There was a time when watching Foo Fighters play as headliners of the Big Day Out meant being punched in the shoulders as a couple of idiots kept slapping on stickers from some marketing brand again and again.
Ten minutes before ticket time, out come The Struts. The lead has a certain Noel Fielding charm with a catalytic Freddie Mercury air. Their first beats wash through with a glam track. The crowd falls in and they’re pulsing in the mosh area. Soon after the crowd is hungry and ready for more, willing to play along with the stadium division that happens, the left against the right and whatever is refuse down the middle chunk. Not many if any know what the lyrics are, but the flavour and energy is up. The stage is nothing but for The Struts now. Their Brit glam rock is full on and “Put Your Money On Me” is one that grabs the ear through a sea of elbows.
Right beside, an older gent tucks a cup of alcoholic beverage under his armpit. There is no more motion beyond keeping that beer afloat and well above spilling over. No, it will not be sitting in those cup holders situated at ankle height. That’s the stuff of standing in line behind 30 other people for the sake of watching a concert through the sounds of the cash register. The whole row makes it easier to feel exhausted watching a band with more years never once let up. Quite a few times the seats need to support a failing body too long in the wilderness of outside the front door.
Nothing less than waves and crashing on the shores as the Foo Fighters step out. They know where the audience is standing tonight so don’t pander with that bit about, “How you doing (insert current location)?” What they do do is acknowledge this is a make-up for having to cancel because of a family emergency. And from there it’s a force of juicing up for all the lost time and making sure ears walk out with rivulets of blood where sideburns may grow.
Taylor Hawkins sinks into a brutal and manic solo that goes on what feels like multiple minutes. Sweat trickles down. Waves of gasps and applause raucous through. By the end Hawkins is somehow boosted up metres in the air. The mayhem and the kinetic rhythm zoning out the now obvious mechanical structure jutting up on legs. Hawkins later takes vocals with The Strut’s Luke Spiller for a knuckle busting rendition of “Under Pressure”.
Security warns against taking any flash photography. So someone takes a flash video instead. There’s a light show with lasers and smoke machines and all that on stage and on just to the right the back of a few heads are lit up. Around a turn the band asks to drop the lamps as Grohl asks for the smartphones to up the arena instead, to see how much ambient light they can harness. It’s a lot. More than enough to flare the stage and see the licks on the guitar.
Three rows down and a plastic bag takes hold of an arm and rides it all long into the night. It’s a bulbous package and billows with each jump into the air. The arm attached never out of its sight. Swinging down, swinging out, there is nothing that the plastic bag will move out for. Even smashing its own face into a palm for many of the clap-alongs.

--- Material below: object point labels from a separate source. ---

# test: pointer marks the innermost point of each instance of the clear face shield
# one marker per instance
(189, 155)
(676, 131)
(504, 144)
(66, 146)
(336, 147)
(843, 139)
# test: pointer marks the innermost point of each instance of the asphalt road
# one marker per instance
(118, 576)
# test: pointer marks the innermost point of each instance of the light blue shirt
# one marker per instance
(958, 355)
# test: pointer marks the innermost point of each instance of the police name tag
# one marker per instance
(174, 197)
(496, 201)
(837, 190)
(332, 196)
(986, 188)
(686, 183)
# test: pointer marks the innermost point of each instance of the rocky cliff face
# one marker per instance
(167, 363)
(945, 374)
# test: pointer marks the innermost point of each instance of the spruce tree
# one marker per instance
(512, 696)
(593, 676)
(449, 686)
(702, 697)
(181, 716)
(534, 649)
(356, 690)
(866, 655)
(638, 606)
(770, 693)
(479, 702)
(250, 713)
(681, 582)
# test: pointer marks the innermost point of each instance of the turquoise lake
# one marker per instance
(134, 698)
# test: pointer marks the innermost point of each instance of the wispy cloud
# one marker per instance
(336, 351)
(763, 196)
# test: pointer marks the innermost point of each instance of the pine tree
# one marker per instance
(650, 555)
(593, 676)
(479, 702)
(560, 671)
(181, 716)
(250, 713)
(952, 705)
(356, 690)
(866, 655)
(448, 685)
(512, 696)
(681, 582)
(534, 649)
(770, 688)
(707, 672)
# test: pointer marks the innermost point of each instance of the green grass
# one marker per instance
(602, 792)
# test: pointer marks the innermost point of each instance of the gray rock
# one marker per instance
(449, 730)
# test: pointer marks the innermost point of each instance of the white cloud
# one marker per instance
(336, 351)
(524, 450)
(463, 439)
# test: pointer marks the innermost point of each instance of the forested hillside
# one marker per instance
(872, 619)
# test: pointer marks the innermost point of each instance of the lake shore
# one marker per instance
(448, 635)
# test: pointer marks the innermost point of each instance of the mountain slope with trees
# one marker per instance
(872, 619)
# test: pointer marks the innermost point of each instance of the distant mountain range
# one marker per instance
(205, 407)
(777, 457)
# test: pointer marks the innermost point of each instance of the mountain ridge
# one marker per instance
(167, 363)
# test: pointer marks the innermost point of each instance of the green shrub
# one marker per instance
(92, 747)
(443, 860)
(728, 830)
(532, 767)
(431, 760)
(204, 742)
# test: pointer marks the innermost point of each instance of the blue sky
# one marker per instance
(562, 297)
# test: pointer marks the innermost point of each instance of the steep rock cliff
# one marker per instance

Choice tracks play off of Concrete and Gold but the night keeps it in the back catalogue. The ones that are familiar and play well. The ones that pry apart the vocal chords like “Monkey Wrench” and “This Is A Call”. It’s an enduring evening well to the point of midnight to reminisce about all that has made the Foo Fighters. It’s not all belting out at the skean of lungs. The cuts are as deep as being able to slice blood from the palm and being ready again to summon a spell next week out the side of a ‘67 Chevy Impala.
Solid three hours. They look primed for more. It’s a lot of catching up to do after the band makes it back from having postponed the night six months ago. Plenty are the digressions into the audience, weaving in songs that slow things down just enough to catch up with. There is a build up dripping in with chords into John Lennon’s “Imagine” before crossing over lyrics from Van Halen’s ode to Pitfall!, “Jump” instead.
The tease of the encore is standard as “they still have to play ‘Everlong’” wafts down from a few rows back. Four more songs to close out the closer of the night. They start with a song off Concrete and Gold and half of the next row clears out. They were here for the old hits, actively deafening themselves by not listening to the other three to follow.
No let up in pace, in humour, in keeping the language rife and yet friendly. Foo Fighters
Fleeting are the three hours of getting blind from the laser light show on the 1 May 2018 leg in section 25 of Rupp Arena in Lexington Kentucky.